CDC Director: Social Distancing Strategies Will Be Needed As Major Defense This Fall

Americans should be careful to use face coverings, as they are a critical public health tool that can help protect the vulnerable from the coronavirus, but the director of the Centers for Disease Control and Prevention (CDC) said he’s worried that the agency’s public health message isn’t getting through.

“We’re very concerned that our public health message isn’t resonating,” Director Dr. Robert Redfield said in a Thursday (June 4) House Appropriations Committee hearing, noting that the organization is still working on reaching different groups with the message. “We will continue to try to message as well we can,” he said.

He said the CDC will still encourage people who can ask for or require masks in their environments to continue to do so.

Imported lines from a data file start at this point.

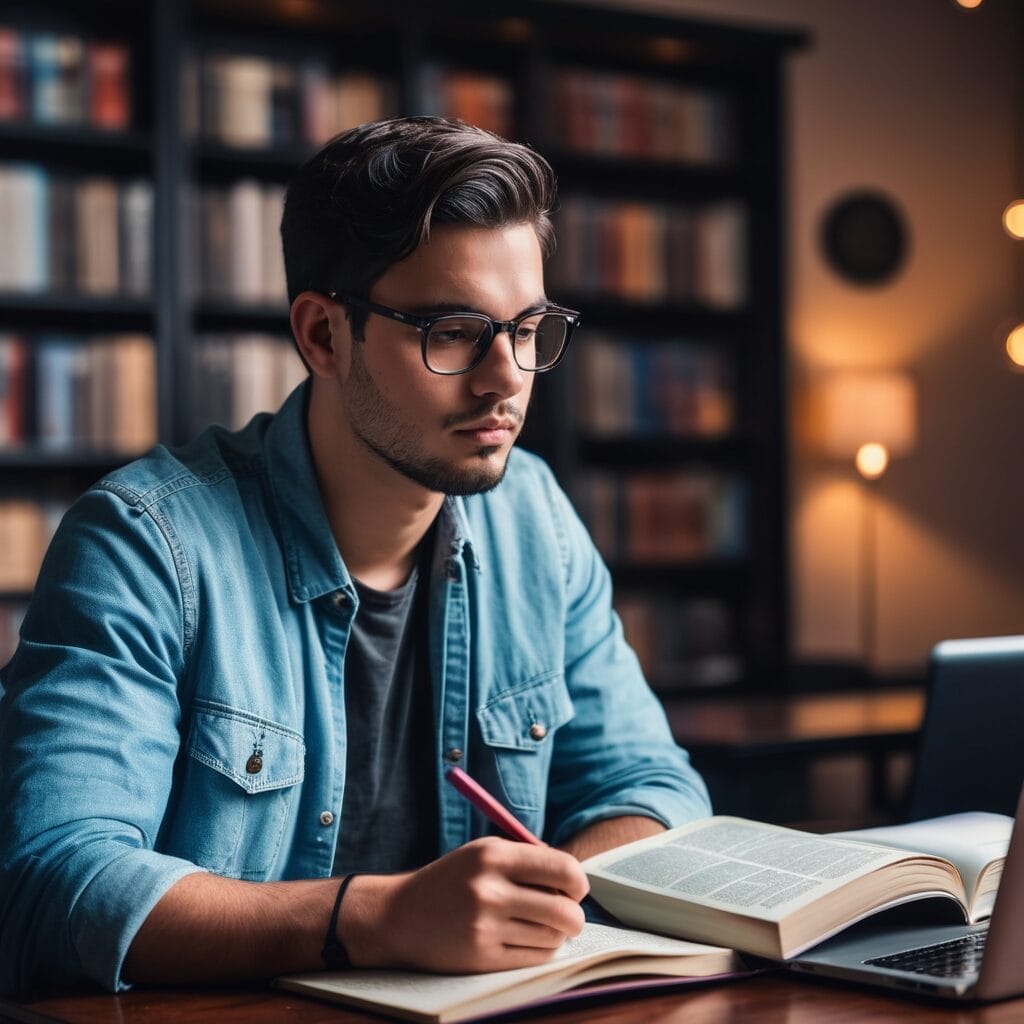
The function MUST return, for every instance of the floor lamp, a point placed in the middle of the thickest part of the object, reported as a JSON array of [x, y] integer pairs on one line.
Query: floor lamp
[[868, 417]]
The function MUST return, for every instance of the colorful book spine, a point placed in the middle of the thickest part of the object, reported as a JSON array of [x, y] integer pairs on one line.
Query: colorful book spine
[[87, 235], [645, 253], [26, 530], [636, 388], [253, 101], [96, 392], [681, 642], [631, 117], [239, 240], [665, 518], [241, 376]]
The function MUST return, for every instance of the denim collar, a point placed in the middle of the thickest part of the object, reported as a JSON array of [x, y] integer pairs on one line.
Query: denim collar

“We do think this is an important public health tool,” he said, and the agency will “try to figure out how to get more and more people to embrace it.”

As it stands, most states are mandating the use of facial coverings for citizens to move about freely in the physical world — especially when indoors with people they don’t know. And brands such as Madewell, Brooks Brothers and Gap, among others are offering their own in-house facial coverings.

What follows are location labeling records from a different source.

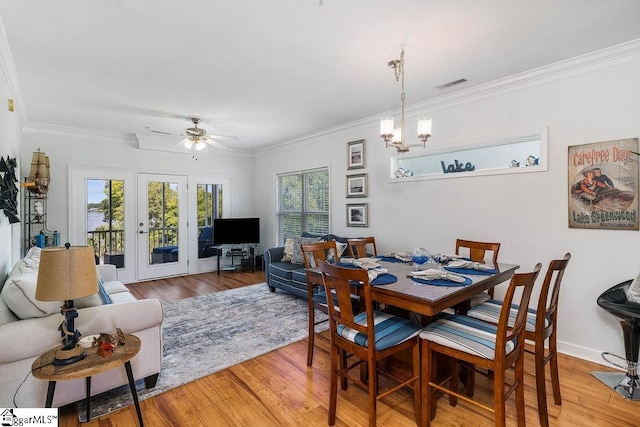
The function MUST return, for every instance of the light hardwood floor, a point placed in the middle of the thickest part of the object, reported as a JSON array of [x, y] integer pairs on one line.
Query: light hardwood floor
[[278, 388]]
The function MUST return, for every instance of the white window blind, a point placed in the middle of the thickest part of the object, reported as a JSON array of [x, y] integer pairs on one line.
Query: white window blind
[[302, 203]]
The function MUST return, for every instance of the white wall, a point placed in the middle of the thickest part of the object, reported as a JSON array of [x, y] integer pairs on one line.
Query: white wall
[[10, 140], [527, 213]]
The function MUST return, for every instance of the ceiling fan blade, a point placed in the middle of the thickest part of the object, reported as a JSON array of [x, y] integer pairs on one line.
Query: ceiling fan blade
[[215, 144], [223, 137], [186, 142]]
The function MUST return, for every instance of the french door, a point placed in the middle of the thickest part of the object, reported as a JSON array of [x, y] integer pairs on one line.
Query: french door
[[162, 232]]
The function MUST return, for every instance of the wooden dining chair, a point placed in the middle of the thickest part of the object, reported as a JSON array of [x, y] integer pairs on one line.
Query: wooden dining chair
[[477, 252], [314, 254], [540, 326], [468, 341], [358, 247], [368, 336]]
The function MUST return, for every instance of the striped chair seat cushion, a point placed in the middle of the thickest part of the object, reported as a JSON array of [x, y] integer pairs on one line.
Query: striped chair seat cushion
[[389, 330], [490, 312], [466, 334]]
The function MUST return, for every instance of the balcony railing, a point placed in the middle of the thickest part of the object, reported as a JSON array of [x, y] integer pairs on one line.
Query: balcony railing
[[106, 241]]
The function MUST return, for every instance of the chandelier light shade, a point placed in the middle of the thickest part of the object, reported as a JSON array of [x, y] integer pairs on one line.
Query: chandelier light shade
[[395, 137]]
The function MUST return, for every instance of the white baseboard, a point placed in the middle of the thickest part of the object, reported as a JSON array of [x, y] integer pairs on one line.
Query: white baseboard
[[584, 353]]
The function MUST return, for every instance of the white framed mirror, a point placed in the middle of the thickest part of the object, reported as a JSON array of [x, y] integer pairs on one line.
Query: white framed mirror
[[520, 153]]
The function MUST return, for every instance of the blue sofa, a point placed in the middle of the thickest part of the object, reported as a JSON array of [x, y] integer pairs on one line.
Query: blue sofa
[[285, 275]]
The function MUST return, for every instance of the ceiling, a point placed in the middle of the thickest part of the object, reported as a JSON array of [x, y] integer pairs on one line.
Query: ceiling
[[275, 71]]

In his testimony, Redfield said he doesn’t see anybody without a mask when he goes home to the Baltimore area. But when he travels around Washington, D.C., many times he sees many people without masks.

Redfield also said that social distancing strategies need to be perfected as they will be needed as “our major defense again in October, November and December.”

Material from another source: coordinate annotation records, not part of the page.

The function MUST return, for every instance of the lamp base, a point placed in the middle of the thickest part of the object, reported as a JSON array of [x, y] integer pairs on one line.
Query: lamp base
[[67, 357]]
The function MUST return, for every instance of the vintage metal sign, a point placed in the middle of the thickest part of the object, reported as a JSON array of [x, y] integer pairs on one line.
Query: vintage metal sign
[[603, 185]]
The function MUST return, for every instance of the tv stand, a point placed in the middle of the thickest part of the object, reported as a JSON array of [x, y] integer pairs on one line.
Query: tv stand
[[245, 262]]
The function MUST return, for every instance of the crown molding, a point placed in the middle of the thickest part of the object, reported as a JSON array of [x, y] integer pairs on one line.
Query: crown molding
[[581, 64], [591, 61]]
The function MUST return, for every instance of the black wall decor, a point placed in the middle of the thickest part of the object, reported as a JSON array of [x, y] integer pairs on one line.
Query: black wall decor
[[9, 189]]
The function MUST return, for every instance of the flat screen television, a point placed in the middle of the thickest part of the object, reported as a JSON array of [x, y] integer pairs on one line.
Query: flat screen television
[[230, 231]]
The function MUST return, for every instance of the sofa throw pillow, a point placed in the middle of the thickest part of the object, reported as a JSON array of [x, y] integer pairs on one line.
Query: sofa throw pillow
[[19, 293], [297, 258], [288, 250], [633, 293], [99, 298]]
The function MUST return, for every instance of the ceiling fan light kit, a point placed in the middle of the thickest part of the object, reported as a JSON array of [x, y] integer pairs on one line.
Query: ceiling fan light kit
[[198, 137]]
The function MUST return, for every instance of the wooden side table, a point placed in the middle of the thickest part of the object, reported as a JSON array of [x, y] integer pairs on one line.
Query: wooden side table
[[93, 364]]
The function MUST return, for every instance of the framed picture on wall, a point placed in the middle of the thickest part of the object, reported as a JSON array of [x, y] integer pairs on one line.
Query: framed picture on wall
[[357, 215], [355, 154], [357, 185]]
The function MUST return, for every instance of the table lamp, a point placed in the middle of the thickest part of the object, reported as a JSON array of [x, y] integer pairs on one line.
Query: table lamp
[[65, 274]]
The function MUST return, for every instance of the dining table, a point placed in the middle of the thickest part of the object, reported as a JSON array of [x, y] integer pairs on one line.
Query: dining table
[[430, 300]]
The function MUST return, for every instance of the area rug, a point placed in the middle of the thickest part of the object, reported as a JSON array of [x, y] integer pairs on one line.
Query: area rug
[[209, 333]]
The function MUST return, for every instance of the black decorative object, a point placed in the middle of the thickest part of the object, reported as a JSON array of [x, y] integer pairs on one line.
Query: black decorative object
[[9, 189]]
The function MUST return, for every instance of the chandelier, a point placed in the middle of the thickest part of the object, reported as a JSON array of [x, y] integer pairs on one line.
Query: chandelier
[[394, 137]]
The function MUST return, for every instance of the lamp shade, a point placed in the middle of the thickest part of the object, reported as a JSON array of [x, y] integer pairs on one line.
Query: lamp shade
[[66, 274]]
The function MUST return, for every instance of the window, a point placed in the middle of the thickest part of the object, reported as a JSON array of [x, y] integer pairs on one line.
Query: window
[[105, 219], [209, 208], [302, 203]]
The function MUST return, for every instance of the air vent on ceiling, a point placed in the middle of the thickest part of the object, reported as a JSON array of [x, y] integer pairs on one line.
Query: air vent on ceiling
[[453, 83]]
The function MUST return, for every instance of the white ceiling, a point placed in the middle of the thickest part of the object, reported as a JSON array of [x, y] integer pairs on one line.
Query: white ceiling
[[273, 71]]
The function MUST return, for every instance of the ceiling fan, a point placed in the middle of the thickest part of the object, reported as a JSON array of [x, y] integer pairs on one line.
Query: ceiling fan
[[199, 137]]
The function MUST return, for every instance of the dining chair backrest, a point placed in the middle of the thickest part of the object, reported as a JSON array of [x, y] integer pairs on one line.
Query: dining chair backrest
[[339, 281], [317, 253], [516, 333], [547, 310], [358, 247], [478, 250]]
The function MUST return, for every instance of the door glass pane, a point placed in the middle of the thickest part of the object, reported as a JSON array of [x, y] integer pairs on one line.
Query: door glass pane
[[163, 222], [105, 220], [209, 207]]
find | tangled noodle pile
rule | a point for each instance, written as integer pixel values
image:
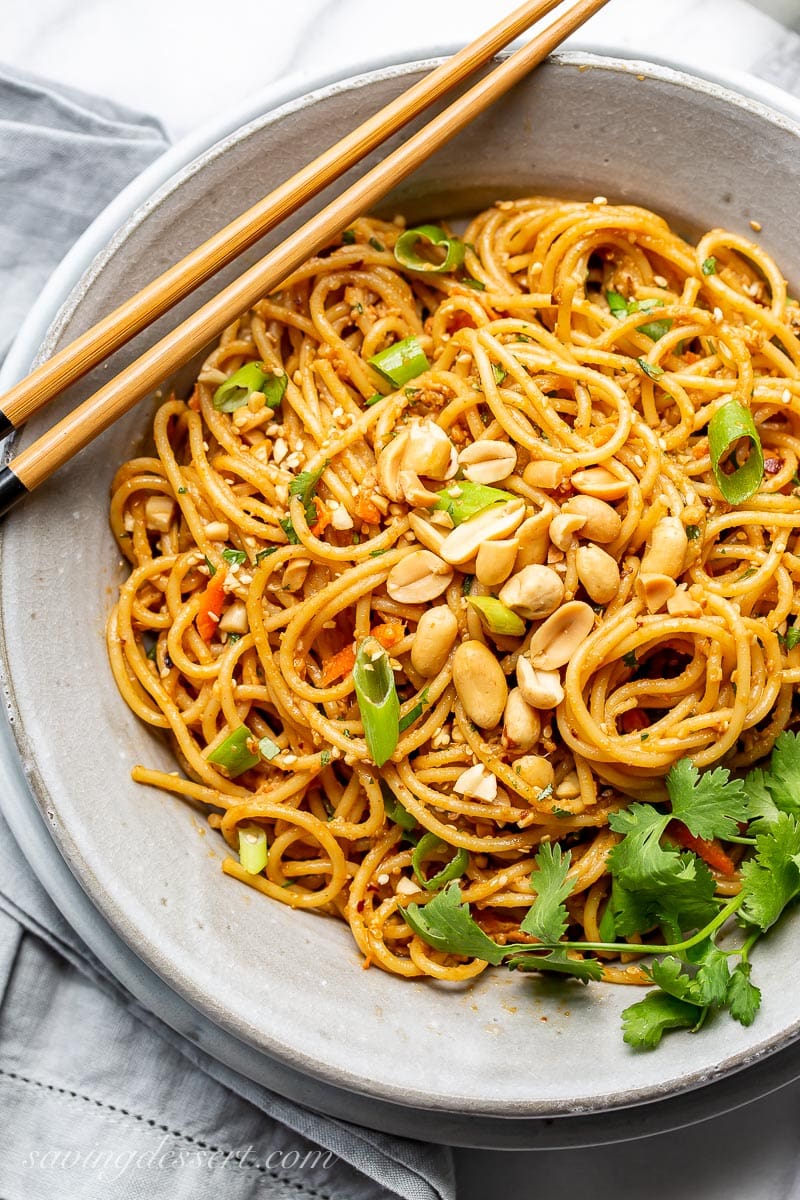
(511, 528)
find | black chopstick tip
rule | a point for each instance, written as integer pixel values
(12, 490)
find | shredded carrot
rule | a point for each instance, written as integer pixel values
(711, 852)
(210, 611)
(367, 510)
(338, 666)
(389, 634)
(323, 519)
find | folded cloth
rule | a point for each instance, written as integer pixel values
(98, 1097)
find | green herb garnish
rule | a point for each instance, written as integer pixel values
(728, 427)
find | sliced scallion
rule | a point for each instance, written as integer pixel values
(252, 849)
(427, 846)
(650, 369)
(377, 695)
(407, 250)
(401, 363)
(234, 753)
(234, 393)
(497, 617)
(394, 809)
(729, 425)
(464, 499)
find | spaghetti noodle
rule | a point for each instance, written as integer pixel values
(482, 468)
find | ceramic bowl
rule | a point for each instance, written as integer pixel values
(286, 984)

The official also noted that only approximately 47 percent of the American public takes advantage of the flu vaccine. He said the CDC is hoping the American people will see that the flu vaccine is “one major way they can help this nation get through this fall.”

In terms of a COVID-19 vaccine, PYMNTS data found that almost half — or 49 percent — of consumers report that a vaccine will provide them with the confidence to restart their normal activities. And 45 percent of consumers now expect the pandemic to last six months or longer, which marks an increase from 31 percent on March 17.

Contact Tracing

Redfield has estimated that a workforce of contact tracers of between 30,000 and 100,000 people may be needed.

“It is sizable,” he said during the hearing, but he noted that “we won’t really know until we work state by state.”

“We really have to get this built, and we have to get it built between now and September and get these public health workforces up,” Redfield said.

Some states might need 500 people working as contact tracers, while other states might require 5,000 individuals.

“We’re in the process of doing that state by state by state to help them understand what is that workforce they need,” he said.